The biggest problem with this scenario is that we arrive back at a situation where the gap between wealthy and poor will be wider than ever. As this week’s release of SBAC scores in California has shown, we have the same class and race gaps that tests always deliver. Therefore teachers of poor students, of English learners, of African Americans, will be under the greatest pressure to raise their scores — since these tests are supposedly the hallowed indicators of one’s “readiness for college and career.” So who will get the most access to exciting, innovative projects? It will be students at schools not under such intense pressure to raise test scores. Those at schools with low scores will get scripted programs guaranteed to raise scores. Their teachers will get timelines and benchmark tests to make sure their instruction is aligned to the test.
I do not know if the Gates Foundation has had a sincere change of heart and decided that meaningful projects is the path towards greater learning — or if this is just a charitable venture they are doing. But they have helped create an accountability system that increases a caste system of education, and students most in need of the engaging projects they are promoting will have difficulty getting them, unless the Common Core accountability system is abandoned.

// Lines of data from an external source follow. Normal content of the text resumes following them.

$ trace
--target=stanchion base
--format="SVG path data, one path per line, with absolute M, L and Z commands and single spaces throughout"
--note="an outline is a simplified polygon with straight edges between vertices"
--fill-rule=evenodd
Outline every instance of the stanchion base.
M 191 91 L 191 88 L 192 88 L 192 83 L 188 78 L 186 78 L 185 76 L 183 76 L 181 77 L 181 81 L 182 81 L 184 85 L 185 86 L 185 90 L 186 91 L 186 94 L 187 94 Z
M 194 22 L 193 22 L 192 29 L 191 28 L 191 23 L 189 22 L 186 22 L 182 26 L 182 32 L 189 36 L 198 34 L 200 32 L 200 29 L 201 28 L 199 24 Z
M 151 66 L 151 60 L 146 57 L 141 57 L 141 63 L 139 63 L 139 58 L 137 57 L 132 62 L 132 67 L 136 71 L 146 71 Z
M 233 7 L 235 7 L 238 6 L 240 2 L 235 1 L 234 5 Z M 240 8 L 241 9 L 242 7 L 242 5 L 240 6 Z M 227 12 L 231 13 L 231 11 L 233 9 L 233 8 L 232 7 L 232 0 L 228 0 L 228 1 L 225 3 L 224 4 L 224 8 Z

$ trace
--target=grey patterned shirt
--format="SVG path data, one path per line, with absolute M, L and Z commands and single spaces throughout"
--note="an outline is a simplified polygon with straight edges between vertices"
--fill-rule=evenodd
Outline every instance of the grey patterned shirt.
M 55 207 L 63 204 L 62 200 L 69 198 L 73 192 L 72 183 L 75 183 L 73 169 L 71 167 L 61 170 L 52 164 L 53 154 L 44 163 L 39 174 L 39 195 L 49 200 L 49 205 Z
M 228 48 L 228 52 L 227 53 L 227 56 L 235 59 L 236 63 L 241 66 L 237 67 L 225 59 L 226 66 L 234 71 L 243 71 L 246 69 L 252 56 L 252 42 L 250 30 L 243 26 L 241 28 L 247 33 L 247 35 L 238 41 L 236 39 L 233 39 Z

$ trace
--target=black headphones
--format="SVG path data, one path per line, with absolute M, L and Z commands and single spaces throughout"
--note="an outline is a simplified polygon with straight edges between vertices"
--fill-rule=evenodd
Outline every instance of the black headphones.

So here is my idea to “reimagine” a high school. Imagine a school where teachers are paid really well for their education and level of experience. That way we will have a mix of experience levels, and newer teachers can learn from colleagues with decades in the classroom. Imagine a school where class sizes are small — under thirty, so teachers have time to give individual students attention. Imagine a school where the facility is well resourced and modern, and teachers have the materials they need. Imagine the resources needed to support all this comes from public funding, from the tremendous wealth generated by the largest, most robust economy the world has ever seen. Teachers need not spend their own money, beg, hold bake sales or even write proposals to Donors Choose to get the materials they need to teach. Imagine teachers have the autonomy to develop projects, or to pursue other instructional models they feel will inspire their students and serve their community. Imagine student learning is demonstrated in all sorts of ways, and not reduced to test scores for purposes of false accountability systems. Imagine local communities like Bronzeville in Chicago are given real control over their schools, and their innovative proposals do not require people going on hunger strikes to be heard. Imagine corporate philanthropies no longer get to decide what is best for the rest of us and circumvent democratic processes to get their way. These are my re-imaginings. What are yours?